Diversity, Equity, Belonging and Inclusion

Women in accounting: how to excel in a male-dominated industry

woman speaking in a boardroom

A 2020 survey noted over 60% of all accountants and auditors are women, yet only 33% of women sit on management committees. As someone who’s been a part of the public accounting profession for over 20 years, this drastic disconnect between women in accounting overall and in leadership positions isn’t surprising.

Early on in my career, when I started to balance the dual ambition of work and motherhood, I understood why accounting was and still is a male-dominated field. The public accounting profession has a strong reputation for overworking its employees, which has often deterred women who must balance family life with climbing the corporate ladder.

However, being a career-driven professional, I was determined to make it work. I built my own flexible career path, working part-time with organizations like Becker and doing integrated remote work, which in the early 2000s was rare.

After 10 years of this, I was ready to return to work full-time and, shortly after, was offered a leadership position. But since I followed this nontraditional career path, I felt I was perceived as having less credibility than my male colleagues. I felt an extra need to validate my work, expertise and perspective. Over time, with determination to make my voice heard, I felt confident in my contributions. Now, holding a leadership position for several years, I have a better understanding of how to champion gender diversity to advance the profession.

Create your own path

As the accounting profession is already experiencing a challenging pipeline, we must collectively address the issues discouraging people from entering the field, and one of the biggest ones is a lack of diversity, equity, belonging and inclusion (DEBI).

In a male-dominated culture, women take on additional challenges compared with their male counterparts. Just as I experienced, it’s common for women to take time off for maternity leave and transition to part-time work, harming their career prospects relative to men who do so less often. Crafting my own schedule allowed me to satisfy my professional goals while meeting my family’s needs.

Since my industry experience was spread over multiple part-time opportunities, it seemed to challenge traditional, linear career advancement and caused me to prove I earned my seat at the executive table—time and time again.

Define your career success

Since I charted a flexible career path that wasn’t always received well by traditionalist public accountants, I often felt like I was being judged for my decisions. However, as my career matured, I realized that my definition of success just looked different than that of my colleagues.
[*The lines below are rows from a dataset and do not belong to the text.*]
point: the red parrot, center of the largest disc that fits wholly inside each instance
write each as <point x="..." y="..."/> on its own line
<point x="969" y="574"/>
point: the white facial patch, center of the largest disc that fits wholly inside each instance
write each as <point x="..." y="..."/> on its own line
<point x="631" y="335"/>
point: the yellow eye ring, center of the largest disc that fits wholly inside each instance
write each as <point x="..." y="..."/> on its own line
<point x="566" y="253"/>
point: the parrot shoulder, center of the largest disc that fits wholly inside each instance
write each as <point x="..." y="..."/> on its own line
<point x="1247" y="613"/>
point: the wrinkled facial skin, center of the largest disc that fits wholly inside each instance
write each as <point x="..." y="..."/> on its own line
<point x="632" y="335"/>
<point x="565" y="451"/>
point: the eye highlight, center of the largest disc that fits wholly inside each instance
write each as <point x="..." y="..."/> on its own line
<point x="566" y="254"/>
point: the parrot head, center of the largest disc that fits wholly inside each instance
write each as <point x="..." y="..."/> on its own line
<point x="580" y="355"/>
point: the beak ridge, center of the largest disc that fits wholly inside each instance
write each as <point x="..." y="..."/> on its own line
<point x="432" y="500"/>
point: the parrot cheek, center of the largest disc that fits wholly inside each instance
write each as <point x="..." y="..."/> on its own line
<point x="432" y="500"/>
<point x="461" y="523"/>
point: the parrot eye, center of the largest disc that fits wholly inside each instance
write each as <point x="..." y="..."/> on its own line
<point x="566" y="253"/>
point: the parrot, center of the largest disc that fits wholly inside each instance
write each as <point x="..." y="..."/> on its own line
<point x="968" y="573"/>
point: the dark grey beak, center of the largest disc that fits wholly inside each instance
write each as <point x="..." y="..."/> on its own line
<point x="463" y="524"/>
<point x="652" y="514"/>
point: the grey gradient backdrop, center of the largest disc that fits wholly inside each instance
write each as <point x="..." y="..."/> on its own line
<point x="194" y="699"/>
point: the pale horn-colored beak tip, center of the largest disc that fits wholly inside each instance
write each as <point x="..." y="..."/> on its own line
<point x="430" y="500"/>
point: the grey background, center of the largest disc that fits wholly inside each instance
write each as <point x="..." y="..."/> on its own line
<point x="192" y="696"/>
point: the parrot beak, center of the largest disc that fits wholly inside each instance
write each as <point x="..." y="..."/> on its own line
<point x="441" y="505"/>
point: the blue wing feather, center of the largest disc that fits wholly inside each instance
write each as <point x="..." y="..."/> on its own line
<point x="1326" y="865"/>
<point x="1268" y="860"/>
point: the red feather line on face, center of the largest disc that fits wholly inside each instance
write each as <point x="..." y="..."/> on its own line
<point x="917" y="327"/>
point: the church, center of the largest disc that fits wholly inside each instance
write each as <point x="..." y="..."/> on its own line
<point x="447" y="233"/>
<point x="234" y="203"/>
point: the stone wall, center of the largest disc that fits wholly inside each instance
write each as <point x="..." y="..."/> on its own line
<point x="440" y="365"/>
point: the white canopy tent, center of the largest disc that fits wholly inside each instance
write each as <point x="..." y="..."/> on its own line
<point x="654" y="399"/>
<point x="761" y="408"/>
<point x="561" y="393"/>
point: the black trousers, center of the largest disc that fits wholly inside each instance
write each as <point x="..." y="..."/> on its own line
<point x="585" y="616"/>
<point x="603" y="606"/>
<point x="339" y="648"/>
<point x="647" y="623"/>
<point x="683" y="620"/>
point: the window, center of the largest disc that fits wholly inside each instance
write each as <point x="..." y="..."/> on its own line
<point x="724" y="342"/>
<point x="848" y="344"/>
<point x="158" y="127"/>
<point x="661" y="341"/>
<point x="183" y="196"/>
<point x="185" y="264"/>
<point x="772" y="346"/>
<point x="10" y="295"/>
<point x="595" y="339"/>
For me, success is finding personal satisfaction in meaningful work while playing a full role in the life of my family. Redefining a successful career path and welcoming a nontraditional approach will help women in accounting reach a similar balance tailored to their preferences and needs—and thrive as a result.

Invest in your education

While often battling with limited time throughout my career, Continuing Professional Education (CPE) courses were a great opportunity to fulfill CPE credit requirements and stay current as the profession evolved. It was time I dedicated to advancing my career, selecting courses for practical application and further proving my professional competencies. While it’s up to collective participation to resolve the industry’s gender bias, individual investment in education is a way for women to position themselves for long-term career advancement.

Speak up & advocate

One of the best ways to help yourself as a woman in accounting, however, is to help others. Even while taking part in senior leadership decisions, I always reminded myself how important it is to remain confident in my credentials and be at the forefront of critical conversations. It’s an opportunity to advocate for and champion workplace diversity, which fuels innovative collaboration and boosts corporate performance. The more diverse voices added to the conversation, the more productive dialogue and employee recruitment and retention.

That’s why Becker offers a Cultivating a Diverse and Inclusive Workplace Foundational Certificate course for accounting and finance professionals looking to invest in this needed industry commitment. Cultivating an inclusive work culture requires investment in knowledge and program planning.

It can be intimidating, but it’s important to communicate the value you add to your organization and to advocate for workplace inclusivity. This continued acceptance and understanding of diversity can help mobilize current professionals and excite the next generation of accountants.